Ayer me preguntó un abogado si me habían invitado al cambio de dirigentes de un colegio de abogados. De manera natural contesté que no, porque no pertenezco a ninguno (acuso en esto más defecto que virtud). Pero la conversación dio para un poco más: la poca o nula eficacia que esas organizaciones han tenido en la vida de la entidad y en el área específica que tiene que ver con el papel del Derecho en una sociedad como la nuestra. 

El hecho mismo de que esos eventos ajusten sus protocolos a celebraciones en recintos oficiales –gubernamentales quiero decir– dice mucho al respecto.
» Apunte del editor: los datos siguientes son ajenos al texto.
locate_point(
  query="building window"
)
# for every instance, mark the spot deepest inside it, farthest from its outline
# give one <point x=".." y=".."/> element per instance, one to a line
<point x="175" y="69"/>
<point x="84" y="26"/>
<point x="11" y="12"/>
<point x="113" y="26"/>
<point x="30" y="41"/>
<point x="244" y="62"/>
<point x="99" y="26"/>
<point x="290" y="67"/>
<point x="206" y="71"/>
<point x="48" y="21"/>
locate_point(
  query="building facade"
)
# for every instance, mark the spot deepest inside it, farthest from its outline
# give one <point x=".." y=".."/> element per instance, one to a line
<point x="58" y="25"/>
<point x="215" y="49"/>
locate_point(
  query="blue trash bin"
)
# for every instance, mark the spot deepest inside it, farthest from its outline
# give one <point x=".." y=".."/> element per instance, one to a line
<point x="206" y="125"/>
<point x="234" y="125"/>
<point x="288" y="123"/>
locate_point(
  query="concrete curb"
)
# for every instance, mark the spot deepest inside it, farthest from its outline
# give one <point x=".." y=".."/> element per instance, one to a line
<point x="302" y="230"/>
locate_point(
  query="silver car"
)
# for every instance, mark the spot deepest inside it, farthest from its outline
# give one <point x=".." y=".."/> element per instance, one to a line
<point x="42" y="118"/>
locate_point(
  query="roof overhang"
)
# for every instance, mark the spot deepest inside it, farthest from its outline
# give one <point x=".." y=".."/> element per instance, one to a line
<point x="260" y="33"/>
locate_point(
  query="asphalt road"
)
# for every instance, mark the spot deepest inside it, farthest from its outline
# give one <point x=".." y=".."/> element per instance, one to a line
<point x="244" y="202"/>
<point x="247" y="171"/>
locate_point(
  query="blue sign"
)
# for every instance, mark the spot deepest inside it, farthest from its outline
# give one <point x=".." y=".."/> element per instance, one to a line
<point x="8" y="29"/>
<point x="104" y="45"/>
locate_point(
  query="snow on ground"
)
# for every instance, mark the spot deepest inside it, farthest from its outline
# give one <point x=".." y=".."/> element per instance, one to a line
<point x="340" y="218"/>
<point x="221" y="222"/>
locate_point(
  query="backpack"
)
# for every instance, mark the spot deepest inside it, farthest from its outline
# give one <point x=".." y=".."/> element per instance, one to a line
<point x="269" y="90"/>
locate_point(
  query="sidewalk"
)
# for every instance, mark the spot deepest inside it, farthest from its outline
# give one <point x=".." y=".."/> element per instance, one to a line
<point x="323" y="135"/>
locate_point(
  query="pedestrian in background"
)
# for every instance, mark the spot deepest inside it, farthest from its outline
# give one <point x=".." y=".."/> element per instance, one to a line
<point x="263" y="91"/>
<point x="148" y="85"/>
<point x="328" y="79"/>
Más cuando protestan frente a funcionarios a los que suele importarles un comino la justicia. 

Ciertamente el jurista o el abogado están llamados a jugar un papel esencial en territorios de barbarie como el de Chihuahua, en el que se toleran gobiernos como el de Duarte o el de Corral, que se han caracterizado por meter sus narices donde no deben, trastocando la independencia, en este caso, del Poder Judicial cuya nota principal, de partida, debiera ser la autonomía. No está de más recordar al respecto la circunstancia de padecer un Consejo de la Judicatura carnal del gobernador. 

Mi interlocutor me reconvino diciendo que ya no se veían tantas críticas al presidente del Tribunal Superior como en el pasado reciente y reconocí que eso es cierto, pero no para bien. Si nadie se ocupa de Pablo Héctor González es porque sencillamente ya ni caso tiene. Juega el papel de los animales muertos en apartadas regiones de la campiña: nadie sabe que es de él, pero seguro están de su degradación permanente e ineluctable, por más que su fantasma viaje, viaje, viaje y viaje.